Wednesday, November 2, 2005
At the Jackson City Council's Oct. 31 work session, council members voted to hire Jimmy Heidel as a consultant and limited liability corporation—rather than as an employee—to direct the city's economic development effort. Heidel is very qualified for the position, having been the state's economic development chief, as well as executive director of the Vicksburg Chamber of Commerce.
Heidel's requested payment of $150,000 a year has raised some eyebrows, especially in a time when the city administration is cutting other jobs such as less-than-$30,000-a-year crime prevention specialists.

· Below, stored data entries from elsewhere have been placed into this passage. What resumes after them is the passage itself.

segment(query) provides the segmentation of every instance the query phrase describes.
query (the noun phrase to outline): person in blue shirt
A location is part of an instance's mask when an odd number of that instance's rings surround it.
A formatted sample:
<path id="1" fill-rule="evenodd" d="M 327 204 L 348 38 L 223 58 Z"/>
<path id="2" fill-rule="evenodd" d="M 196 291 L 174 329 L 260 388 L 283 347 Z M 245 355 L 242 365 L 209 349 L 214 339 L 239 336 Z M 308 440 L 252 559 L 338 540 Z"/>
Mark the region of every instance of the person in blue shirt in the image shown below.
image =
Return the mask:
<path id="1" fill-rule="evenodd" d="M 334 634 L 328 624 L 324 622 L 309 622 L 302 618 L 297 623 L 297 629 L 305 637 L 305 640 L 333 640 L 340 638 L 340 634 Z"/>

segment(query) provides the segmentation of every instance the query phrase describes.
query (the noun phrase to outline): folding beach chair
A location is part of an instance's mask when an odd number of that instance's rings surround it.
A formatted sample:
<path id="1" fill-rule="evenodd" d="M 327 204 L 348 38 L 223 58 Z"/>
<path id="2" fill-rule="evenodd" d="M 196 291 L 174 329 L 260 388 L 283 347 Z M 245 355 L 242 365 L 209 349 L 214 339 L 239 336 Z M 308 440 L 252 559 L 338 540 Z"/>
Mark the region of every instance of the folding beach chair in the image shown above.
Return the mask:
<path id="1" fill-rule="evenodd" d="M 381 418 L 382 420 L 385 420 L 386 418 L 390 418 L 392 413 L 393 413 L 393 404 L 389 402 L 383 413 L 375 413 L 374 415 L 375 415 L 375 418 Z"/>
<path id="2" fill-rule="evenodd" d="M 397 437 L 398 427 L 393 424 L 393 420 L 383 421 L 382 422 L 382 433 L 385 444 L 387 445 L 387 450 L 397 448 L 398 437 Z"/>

"The justification is in the production," Heidel told The Clarion-Ledger recently. "Given the chance, I will be able to produce."
Council members questioned Mayor Frank Melton and City Attorney Sarah O'Reilly-Evans about the legality of hiring Heidel as a consultant rather than a regular employee.
"I have questions whether we can legally do the hiring because the order didn't say Jimmy Heidel, it said Jimmy Heidel Consultants LLC. And I'm just not sure we can hire a consulting firm to direct a department," said Ward 7 Councilwoman Margaret Barrett Simon, questioning whether a private company should be given authority to hire and fire city employees.
After only a few minutes of discussion, however, Councilman Ben Allen called the question and brought the issue to a vote. The motion passed by three to two, with one abstention. Council members Charles Tillman, Frank Bluntson and Allen voted in support, while Leslie McLemore and Barrett Simon voted against. Kenneth Stokes was absent, and Council President Marshand Crisler abstained.
After the vote, Simon continued to protest. "You could have had a unanimous vote on this if you'd addressed our concerns," Simon told the mayor.
"It's nothing against you, sir," McLemore said to Heidel. "I just think handling it this way is illegal."
Melton promised to bring the issue before the Council again, with changes that he hoped would satisfy opponents. "We will bring it to your comfort level," he said to Simon.
The next day, during the Nov. 1 council meeting, council members were presented with a new contract removing Heidel's ability to hire and fire city employees. Crisler said he approved the new contract.
Heidel said he intends to pull development into the city through private investment.
"We don't have any marketing materials whatsoever on our Web site. Corporate America goes to the Internet with a wish list on what they're looking for, and they eliminate cities that don't provide information," Heidel said, adding that he wanted to make business investment easier by "cutting through red tape."
"Some projects that I'm talking to people about have been hanging around for two years, and they've never gotten through the bureaucracy of the city. This should take 30 days, not two years," Heidel said.